Twelve years ago some of the biggest names in pharmaceuticals abandoned a class of weight-loss drugs they had thought would deliver blockbuster sales. The drugs worked – but also caused psychiatric disorders in many patients, and regulators rejected them.
Now a Montreal biotechnology startup called Inversago Pharma Inc. is attempting to resuscitate the market for so-called CB1 blockers by developing a treatment it hopes will successfully treat a range of obesity-causing conditions, including diabetes, without the severe side effects of the early drugs.
The key, according to François Ravenelle, the company’s chief executive, is to avoid the drug entering the brain, where the side effects occur. “Everyone recognizes the value and therapeutic potential of blocking the CB1 receptors outside the brain,” he said. “But nobody has come up with the right molecule to be able to drive efficacy without causing the [original] problems.”

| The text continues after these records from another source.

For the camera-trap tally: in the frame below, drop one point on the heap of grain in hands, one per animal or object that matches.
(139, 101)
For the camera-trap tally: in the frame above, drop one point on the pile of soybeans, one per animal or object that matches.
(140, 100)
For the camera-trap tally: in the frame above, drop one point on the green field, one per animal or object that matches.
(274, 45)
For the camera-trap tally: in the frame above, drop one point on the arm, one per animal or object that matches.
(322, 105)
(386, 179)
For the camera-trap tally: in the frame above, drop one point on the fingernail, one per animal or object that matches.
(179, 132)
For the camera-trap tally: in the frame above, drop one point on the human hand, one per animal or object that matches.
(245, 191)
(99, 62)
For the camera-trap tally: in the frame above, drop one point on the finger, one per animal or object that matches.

On Tuesday, Inversago will announce it has raised US$35-million led by Dutch venture capital firm Forbion and backed by Canadian investors including Fonds de solidarité FTQ, Genesys Capital, AmorChem LP and the Juvenile Diabetes Research Foundation’s JDRF T1D venture capital fund.
Inversago will use the proceeds to take its lead drug – aimed at treating a rare obesity-causing disorder in children called Prader-Willi syndrome – into human trials in the coming weeks. The first trial will see the company test its drug on about 70 to 80 healthy people to ensure it is safe, with results expected by mid-2021.
Several pharmaceutical giants including Sanofi SA, Pfizer Inc., AstraZeneca PLC and Merck & Co. Inc. worked to bring CB1 blockers to market earlier this century to address a growing global obesity epidemic. The drugs bonded to CB1 (or cannabinoid type 1) receptors along the central nervous system, activating responses including appetite suppression and increasing metabolism and energy expenditure.
Regulators took issue with side effects caused when the drug entered the brain, including severe anxiety and depression. But researchers continued to seek out therapies that wouldn’t affect the brain. George Kunos, a researcher with the U.S. National Institutes of Health, designed a molecule built on earlier work that successfully blocked other CB1 receptors throughout the body – without entering the brain. That meant it could still have the desired impact but not cause the troubling side effects, improving on the earlier treatments. Inversago obtained a worldwide licence to that intellectual property to develop its drug. Another company, Massachusetts-based Corbus Pharmaceuticals Holdings Inc., is taking a similar approach with a rival drug candidate.
“What’s become clear about this mechanism is the molecules didn’t have to go into the brain to create weight loss and improved metabolic function,” said Jamie Stiff, managing director with Genesys, which helped create Inversago. “As long as [the molecules] didn’t get into the brain, all the side effects we saw in the first generation of compounds went away.”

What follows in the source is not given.